504 - Gateway Timeout
HTTP 504 Gateway Timeout means a gateway or proxy did not receive a timely response from an upstream server.
Last reviewed: April 15, 2026|Source-backed guidance under our editorial policy
Start Here
Use the closest compare guide, playbook, or adjacent error page to narrow the decision faster before you start changing production systems.
This page is part of the Error Reference library. Learn more about the project or report a correction.
What Does Gateway Timeout Mean?
The gateway waited longer than its deadline for an upstream response, so the request timed out at the proxy boundary. The real problem is usually an upstream tail-latency, queueing, or timeout-budget mismatch rather than an instantly broken origin.
Common Causes
- -Gateway timeout budget is 30 seconds while downstream report job regularly needs 45 seconds to finish.
- -VPC DNS latency plus cold start delay exceeds load balancer idle timeout before first upstream byte returns.
- -Service chain lacks propagated deadline and waits on third-party API indefinitely until edge timer expires.

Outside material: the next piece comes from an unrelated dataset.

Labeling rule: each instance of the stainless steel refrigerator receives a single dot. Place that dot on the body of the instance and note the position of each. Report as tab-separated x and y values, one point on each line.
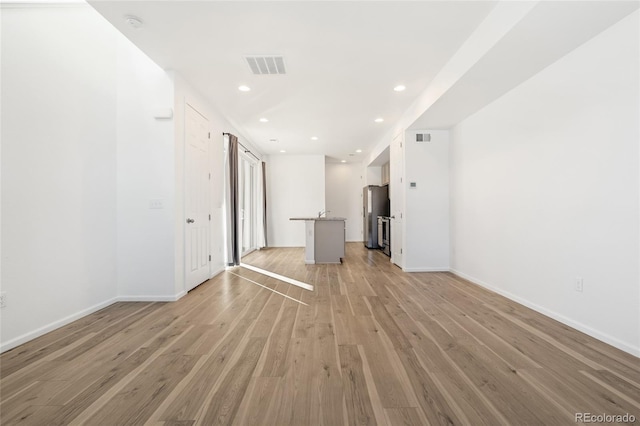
375	203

- -Database or connection pool contention delays request execution so long that the gateway deadline fires before work really starts.
- -Retry fan-out or dependency brownout inflates p95 and p99 latency until the proxy times out first.
How to Fix Gateway Timeout
- 1Identify the slow upstream hop and reduce tail latency (query optimization, pool tuning, dependency fan-out reduction).
- 2Align timeout ladder across client, gateway, and upstream so deadlines are monotonic and intentional.
- 3Move long-running operations to async workflows instead of blocking gateway request deadlines.
- 4Apply bounded failover or circuit-breaking so one degraded dependency cannot consume the full timeout budget for every request.
Step-by-Step Diagnosis for Gateway Timeout
- 1Capture end-to-end trace timings and isolate which upstream span exceeds gateway timeout.
- 2Compare timeout settings across all hops and detect cases where intermediary deadlines are shorter than upstream work.
- 3Inspect queueing, thread pool wait, and connection pool contention on slow upstream services.
- 4Check whether retries or downstream fan-out consume most of the deadline before the final upstream hop begins useful work.
- 5Retest with controlled load and adjusted timeout budgets to confirm the timeout source is removed.
Seen in Production
- -Report endpoint returns 504 after a deploy because the new aggregation query pushes p99 latency above the load balancer 30-second idle timeout.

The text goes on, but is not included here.